Navy’s Triton maritime surveillance drones arrive at Misawa Air Base, Japan
Two Navy MQ-4C Triton surveillance drones have deployed to Misawa Air Base in northeast Japan, where they will operate in support of the U.S.-Japan alliance.
The Guam-based aircraft, assigned to Unmanned Patrol Squadron 19 at Naval Air Station Jacksonville, Fla., landed at the home of the 35th Fighter Wing on Saturday, said U.S. Naval Forces Japan spokeswoman Cmdr. Katie Cerezo.
Approximately 80-100 personnel have traveled to Misawa to operate the aircraft, which are on their maiden deployment to Japan, she said in an email Wednesday.

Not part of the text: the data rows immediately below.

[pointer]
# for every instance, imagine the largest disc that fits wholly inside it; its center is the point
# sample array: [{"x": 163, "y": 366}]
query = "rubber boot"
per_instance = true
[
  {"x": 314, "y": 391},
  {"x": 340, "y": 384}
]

“The Triton is an unmanned, unarmed aerial reconnaissance system with a mission of Intelligence, Surveillance and Reconnaissance,” Cerezo said. “Triton's primary mission is maritime surveillance. It provides high-resolution, all-weather imagery across large geographic areas, which offers an important capability in support of the Japan-U.S. alliance.”
Exactly how long the planes will be in Japan is unclear.
“As a matter of policy and security, we do not comment on operational schedules,” Cerezo said.
The Navy also did not provide a reason for the deployment.
However, the Tritons’ mission coincides with the deployment of RQ-4 Global Hawk drones to Yokota Air Base, home of U.S. Forces Japan in western Tokyo. U.S. forces have temporarily deployed the Guam-based Global Hawks to Japan each summer since 2014 to avoid typhoons.
Tritons, which the Navy has flown out of Guam since January 2020, are similar to Global Hawks but specialized for maritime surveillance.
The Tritons are in Japan in “the midst of an increasingly severe security environment surrounding the country,” Japan’s Defense Ministry states on its website.
The deployment is “critical to enhance [intelligence surveillance and reconnaissance] activities by both countries,” the website states.